O colegiado manteve decisão do TJ/AL que autorizou a prorrogação do vínculo por mais cinco anos, reconhecendo a essencialidade do acordo para a sobrevivência da emissora, responsável por mais de 70% do faturamento do grupo e pelo sustento de cerca de 200 empregos diretos.
Prevaleceu o voto divergente do ministro Humberto Martins, que foi acompanhado pelo ministro Moura Ribeiro e pela ministra Daniela Teixeira.
O relator, ministro Ricardo Villas Bôas Cueva, ficou vencido, acompanhado da ministra Nancy Andrighi.
Voto do relator
No voto proferido nesta terça-feira, 19, o relator Ricardo Villas Bôas Cueva votou por dar provimento ao recurso da Rede Globo.
Para o ministro, o juízo da recuperação judicial não tem competência ilimitada para intervir em contratos em curso, sendo sua atuação restrita a medidas relacionadas a atos de constrição patrimonial e bens de capital essenciais, em sentido estrito.
"O conceito de bem de capital essencial restringe-se a bens corpóreos, físicos, empregados no processo produtivo da empresa, não se estendendo a contratos ou direitos", afirmou.
Cueva destacou que o contrato em questão possuía prazo final definido e não foi rescindido antecipadamente, mas apenas chegou ao seu termo.
A tentativa de prorrogação judicial, segundo o ministro, extrapolou os limites legais, já que ocorreu após o término do stay period, período de suspensão das execuções previsto na lei 11.101/05.

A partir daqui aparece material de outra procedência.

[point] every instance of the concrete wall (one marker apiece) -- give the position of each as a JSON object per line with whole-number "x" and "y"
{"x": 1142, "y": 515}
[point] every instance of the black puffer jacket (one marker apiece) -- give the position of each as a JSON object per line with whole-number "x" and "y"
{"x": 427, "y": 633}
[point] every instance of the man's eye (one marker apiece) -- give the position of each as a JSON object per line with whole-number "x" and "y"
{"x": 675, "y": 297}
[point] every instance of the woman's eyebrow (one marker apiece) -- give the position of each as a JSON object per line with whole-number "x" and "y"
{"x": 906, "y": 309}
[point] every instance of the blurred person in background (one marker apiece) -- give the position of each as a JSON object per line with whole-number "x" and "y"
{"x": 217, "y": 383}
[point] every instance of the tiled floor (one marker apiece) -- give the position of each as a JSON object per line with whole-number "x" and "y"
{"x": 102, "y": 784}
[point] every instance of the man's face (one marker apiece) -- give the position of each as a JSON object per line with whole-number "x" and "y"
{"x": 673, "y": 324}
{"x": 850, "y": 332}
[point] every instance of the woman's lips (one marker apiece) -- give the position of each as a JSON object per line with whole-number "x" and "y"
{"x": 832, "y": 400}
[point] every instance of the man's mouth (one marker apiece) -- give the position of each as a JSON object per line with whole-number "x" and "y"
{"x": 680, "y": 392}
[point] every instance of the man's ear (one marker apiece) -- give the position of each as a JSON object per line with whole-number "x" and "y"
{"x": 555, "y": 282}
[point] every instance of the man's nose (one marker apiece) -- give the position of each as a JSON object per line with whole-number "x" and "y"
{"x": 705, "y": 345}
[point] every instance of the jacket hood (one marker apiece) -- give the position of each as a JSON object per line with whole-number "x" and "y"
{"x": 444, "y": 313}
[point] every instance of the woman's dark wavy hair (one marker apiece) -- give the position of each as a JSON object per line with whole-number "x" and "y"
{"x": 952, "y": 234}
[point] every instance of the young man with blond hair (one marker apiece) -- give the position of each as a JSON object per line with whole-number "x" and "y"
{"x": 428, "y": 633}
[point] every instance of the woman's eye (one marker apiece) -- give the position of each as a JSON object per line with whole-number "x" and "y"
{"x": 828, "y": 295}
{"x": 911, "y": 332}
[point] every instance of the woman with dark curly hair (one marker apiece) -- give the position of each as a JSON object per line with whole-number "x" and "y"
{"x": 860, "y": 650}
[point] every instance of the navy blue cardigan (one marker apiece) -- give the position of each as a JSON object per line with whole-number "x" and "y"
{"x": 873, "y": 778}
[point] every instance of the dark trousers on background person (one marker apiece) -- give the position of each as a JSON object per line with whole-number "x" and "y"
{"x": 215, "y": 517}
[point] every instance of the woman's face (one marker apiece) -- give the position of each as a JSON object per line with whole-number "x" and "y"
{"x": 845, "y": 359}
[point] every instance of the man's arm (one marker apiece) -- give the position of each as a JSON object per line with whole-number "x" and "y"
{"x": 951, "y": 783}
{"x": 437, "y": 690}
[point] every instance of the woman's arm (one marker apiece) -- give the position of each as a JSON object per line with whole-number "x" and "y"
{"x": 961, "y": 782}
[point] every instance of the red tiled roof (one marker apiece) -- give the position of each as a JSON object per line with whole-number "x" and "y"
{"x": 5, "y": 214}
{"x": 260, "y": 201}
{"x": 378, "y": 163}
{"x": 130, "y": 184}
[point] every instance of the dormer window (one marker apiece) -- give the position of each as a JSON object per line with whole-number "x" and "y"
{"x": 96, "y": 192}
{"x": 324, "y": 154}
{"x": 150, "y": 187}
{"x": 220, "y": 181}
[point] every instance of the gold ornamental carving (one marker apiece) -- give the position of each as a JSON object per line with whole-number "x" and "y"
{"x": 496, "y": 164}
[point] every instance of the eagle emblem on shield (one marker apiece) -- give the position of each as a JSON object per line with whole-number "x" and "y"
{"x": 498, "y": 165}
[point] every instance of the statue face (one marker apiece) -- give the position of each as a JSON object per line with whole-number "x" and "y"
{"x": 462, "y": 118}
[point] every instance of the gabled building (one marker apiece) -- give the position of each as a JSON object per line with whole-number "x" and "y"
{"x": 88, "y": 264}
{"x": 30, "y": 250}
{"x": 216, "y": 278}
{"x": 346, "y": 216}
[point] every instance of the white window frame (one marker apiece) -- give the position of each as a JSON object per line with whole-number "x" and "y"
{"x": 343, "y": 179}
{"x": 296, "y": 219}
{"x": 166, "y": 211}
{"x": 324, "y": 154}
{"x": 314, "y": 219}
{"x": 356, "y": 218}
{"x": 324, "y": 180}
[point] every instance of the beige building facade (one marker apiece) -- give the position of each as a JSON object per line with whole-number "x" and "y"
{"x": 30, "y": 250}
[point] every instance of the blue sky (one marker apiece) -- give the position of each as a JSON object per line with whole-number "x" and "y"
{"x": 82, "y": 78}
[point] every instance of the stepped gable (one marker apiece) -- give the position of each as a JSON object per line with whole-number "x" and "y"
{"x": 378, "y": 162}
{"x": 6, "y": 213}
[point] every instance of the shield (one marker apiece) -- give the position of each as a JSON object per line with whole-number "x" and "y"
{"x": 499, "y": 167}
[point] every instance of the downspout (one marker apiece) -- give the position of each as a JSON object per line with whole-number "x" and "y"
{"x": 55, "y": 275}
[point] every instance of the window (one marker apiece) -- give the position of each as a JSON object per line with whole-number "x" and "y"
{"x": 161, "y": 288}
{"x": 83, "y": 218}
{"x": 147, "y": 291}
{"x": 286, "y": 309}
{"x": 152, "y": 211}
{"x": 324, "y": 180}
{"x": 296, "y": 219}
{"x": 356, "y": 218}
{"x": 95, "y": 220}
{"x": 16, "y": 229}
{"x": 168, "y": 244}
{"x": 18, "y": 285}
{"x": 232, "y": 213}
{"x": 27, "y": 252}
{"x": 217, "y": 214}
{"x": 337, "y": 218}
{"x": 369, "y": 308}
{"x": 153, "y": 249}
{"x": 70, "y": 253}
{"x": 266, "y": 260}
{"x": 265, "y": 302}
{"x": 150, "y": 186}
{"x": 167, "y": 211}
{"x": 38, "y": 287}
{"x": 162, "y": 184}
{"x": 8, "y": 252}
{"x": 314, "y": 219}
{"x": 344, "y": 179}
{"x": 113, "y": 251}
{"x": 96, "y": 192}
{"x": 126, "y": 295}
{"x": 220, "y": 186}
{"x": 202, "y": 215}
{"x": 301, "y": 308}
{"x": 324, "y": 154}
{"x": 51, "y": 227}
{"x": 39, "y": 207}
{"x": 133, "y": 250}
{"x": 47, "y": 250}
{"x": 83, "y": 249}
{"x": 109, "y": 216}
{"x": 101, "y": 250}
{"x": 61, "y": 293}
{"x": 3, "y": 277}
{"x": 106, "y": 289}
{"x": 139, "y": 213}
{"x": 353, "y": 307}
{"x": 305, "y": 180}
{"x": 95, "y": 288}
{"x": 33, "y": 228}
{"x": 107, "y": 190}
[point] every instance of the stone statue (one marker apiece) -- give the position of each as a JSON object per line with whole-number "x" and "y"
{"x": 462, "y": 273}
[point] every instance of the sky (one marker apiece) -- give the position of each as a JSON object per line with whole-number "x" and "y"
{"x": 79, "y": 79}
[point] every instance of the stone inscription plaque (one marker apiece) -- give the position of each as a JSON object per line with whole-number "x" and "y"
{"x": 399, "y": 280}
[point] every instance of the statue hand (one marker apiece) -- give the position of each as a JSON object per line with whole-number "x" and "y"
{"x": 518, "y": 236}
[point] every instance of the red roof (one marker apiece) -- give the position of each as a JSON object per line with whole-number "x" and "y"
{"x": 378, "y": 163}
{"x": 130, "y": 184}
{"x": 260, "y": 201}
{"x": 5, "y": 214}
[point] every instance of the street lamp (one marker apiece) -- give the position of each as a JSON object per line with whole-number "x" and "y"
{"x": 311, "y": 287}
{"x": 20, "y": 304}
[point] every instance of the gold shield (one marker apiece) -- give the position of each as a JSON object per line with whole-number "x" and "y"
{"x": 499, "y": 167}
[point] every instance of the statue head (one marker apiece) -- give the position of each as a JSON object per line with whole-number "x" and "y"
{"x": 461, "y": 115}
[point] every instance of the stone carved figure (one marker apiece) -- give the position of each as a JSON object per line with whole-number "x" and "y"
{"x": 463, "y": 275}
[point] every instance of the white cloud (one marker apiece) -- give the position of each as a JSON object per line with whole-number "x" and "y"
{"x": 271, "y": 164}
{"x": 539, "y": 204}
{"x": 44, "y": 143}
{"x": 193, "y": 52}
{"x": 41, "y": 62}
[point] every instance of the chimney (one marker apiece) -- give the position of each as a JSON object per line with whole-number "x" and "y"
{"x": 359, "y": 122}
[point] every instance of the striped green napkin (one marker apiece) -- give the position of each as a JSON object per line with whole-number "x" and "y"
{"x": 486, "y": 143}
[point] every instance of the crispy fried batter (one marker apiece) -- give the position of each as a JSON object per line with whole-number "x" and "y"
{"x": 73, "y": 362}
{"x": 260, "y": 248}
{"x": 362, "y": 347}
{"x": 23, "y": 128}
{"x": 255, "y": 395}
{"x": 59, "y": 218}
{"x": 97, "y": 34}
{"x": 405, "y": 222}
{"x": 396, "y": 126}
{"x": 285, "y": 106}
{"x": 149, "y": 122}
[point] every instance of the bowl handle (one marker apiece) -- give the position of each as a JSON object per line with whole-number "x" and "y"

O relator também ressaltou inconsistências na argumentação da TV Gazeta sobre a indispensabilidade do contrato, lembrando que o plano de recuperação judicial, com mais de 40 páginas, sequer mencionava o vínculo com a Rede Globo.
"A associação entre o fim do contrato e a imediata falência do grupo não foi demonstrada em nenhuma das manifestações juntadas aos autos", observou.
Ao final, Cueva votou por revogar a decisão que impôs a renovação compulsória do contrato, afastando também a tutela provisória anteriormente concedida.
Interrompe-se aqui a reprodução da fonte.